The recently “The Europeana Public Domain Charter” focus the importance of Public Domain, too:

The Public Domain is the raw material from which we make new knowledge and create new cultural works. Having a healthy and thriving Public Domain is essential to the social and economic well-being of our societies. Much of the world’s knowledge – Diderot’s Encyclopédie, the paintings of Leonardo, Newton’s Laws of Motion – is in the Public Domain. Society constantly re-uses, reinterprets and reproduces material in the Public Domain and by doing so develops new ideas and creates new work. New theories, inventions, cultural works and the like are indebted to the knowledge and creativity of previous centuries. – p. 3 (bold is mine)

So, if a work (book, film, music, etc) is in Public Domain, you can:

– copy it;

– share it;

– publish it;

– remix it;

– make a new work based on it;

– (you name it…)

And you don’t need to pay or ask for permission to do any of these, you just have to attribute it.

Now think about digital born works with DRM, in Public Domain. People will be able to do all the above, but at the same time they would not be allowed to break the DRM.

And now we are getting there and we are ready to answer the questions we postponed before, because there is no way of copy, share, publish, remix, etc, a digital DRM’ed file without breaking the DRM.

If a work is published in a digital form and always with DRM, in practice, it will never fall into Public Domain and companies who inserted the DRM will have an eternal control and monopoly over that work. And companies last longer than human beings.


In our lives, we – citizens, libraries, universities, etc, – all do lots of things just because there are exceptions and fair-use to copyright.
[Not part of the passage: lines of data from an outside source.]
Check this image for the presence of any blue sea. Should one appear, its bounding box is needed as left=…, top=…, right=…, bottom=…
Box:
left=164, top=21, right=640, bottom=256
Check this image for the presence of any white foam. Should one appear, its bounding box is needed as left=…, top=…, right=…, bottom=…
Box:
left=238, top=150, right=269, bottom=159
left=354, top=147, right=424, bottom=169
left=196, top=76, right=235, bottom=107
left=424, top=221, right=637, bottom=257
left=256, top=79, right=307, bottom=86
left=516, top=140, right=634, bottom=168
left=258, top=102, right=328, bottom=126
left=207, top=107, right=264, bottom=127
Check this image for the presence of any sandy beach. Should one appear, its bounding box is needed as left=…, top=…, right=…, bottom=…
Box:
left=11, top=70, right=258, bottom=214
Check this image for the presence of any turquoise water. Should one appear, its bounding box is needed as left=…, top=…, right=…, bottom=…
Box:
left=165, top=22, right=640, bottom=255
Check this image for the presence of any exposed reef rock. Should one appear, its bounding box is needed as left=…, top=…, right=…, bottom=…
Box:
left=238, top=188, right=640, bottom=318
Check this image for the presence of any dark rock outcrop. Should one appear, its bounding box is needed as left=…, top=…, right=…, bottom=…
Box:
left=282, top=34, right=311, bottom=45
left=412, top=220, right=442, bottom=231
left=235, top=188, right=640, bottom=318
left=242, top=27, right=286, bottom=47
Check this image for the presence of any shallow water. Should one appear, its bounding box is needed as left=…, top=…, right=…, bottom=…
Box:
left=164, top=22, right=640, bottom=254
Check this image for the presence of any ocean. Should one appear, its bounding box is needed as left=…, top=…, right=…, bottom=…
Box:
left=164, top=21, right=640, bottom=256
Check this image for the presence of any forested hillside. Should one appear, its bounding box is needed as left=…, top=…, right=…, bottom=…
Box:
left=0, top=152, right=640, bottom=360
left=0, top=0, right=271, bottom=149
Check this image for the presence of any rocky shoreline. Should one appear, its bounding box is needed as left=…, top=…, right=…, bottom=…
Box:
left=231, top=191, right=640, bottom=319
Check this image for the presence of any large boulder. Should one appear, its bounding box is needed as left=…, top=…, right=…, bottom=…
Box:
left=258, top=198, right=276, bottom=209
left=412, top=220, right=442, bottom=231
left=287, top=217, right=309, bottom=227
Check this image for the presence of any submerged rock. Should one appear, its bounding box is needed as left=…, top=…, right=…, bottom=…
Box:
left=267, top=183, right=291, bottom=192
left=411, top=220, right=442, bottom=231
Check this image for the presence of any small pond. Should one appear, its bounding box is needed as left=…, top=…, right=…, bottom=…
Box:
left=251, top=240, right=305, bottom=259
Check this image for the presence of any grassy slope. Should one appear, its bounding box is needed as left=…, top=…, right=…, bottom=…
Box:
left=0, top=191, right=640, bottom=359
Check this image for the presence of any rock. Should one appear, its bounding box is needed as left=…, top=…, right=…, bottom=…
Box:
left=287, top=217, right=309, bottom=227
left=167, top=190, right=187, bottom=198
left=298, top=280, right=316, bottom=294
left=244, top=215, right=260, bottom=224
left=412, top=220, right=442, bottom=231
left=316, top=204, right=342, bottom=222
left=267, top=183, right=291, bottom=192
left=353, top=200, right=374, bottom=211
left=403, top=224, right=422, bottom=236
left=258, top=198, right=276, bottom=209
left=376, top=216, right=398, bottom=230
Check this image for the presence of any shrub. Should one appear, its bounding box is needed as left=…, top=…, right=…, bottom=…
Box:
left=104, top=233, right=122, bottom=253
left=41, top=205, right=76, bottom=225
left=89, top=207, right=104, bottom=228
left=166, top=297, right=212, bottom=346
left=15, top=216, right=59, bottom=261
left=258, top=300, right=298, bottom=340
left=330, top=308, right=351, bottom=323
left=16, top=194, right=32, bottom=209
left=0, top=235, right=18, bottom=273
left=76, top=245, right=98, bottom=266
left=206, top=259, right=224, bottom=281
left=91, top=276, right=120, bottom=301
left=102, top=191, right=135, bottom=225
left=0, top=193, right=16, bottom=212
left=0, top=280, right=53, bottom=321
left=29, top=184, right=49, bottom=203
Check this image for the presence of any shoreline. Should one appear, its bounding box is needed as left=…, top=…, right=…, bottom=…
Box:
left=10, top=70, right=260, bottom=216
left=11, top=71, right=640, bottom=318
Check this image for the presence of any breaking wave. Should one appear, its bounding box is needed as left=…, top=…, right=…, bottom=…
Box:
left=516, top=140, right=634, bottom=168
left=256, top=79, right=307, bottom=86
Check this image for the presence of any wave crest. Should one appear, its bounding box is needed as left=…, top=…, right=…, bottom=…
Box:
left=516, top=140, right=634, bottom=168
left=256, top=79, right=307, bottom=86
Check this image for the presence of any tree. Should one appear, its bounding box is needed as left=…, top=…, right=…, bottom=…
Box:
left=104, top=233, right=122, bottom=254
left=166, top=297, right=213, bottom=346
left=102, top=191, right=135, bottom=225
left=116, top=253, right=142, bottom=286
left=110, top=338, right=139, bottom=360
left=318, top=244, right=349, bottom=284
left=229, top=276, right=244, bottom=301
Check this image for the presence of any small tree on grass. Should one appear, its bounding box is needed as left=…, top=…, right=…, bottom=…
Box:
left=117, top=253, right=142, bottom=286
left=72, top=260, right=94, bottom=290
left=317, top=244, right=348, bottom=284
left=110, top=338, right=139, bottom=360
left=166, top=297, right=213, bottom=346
In what concerns “born digital objects”, DRM law takes away these exceptions and fair-use. It doesn’t matter if you are using a work for your scientific research or if you are using a work to teach your students, it doesn’t matter if your goal is legal: you can’t break the DRM.

The most astonishing thing about DRM law is that it denies the principle behind copyright law: to rule an equilibrium between author’s rights and citizens’ rights and access to cultural heritage and knowledge.

Do you really want to live in a world which copyright law has no exceptions? Do you really want to live in a world without Public Domain?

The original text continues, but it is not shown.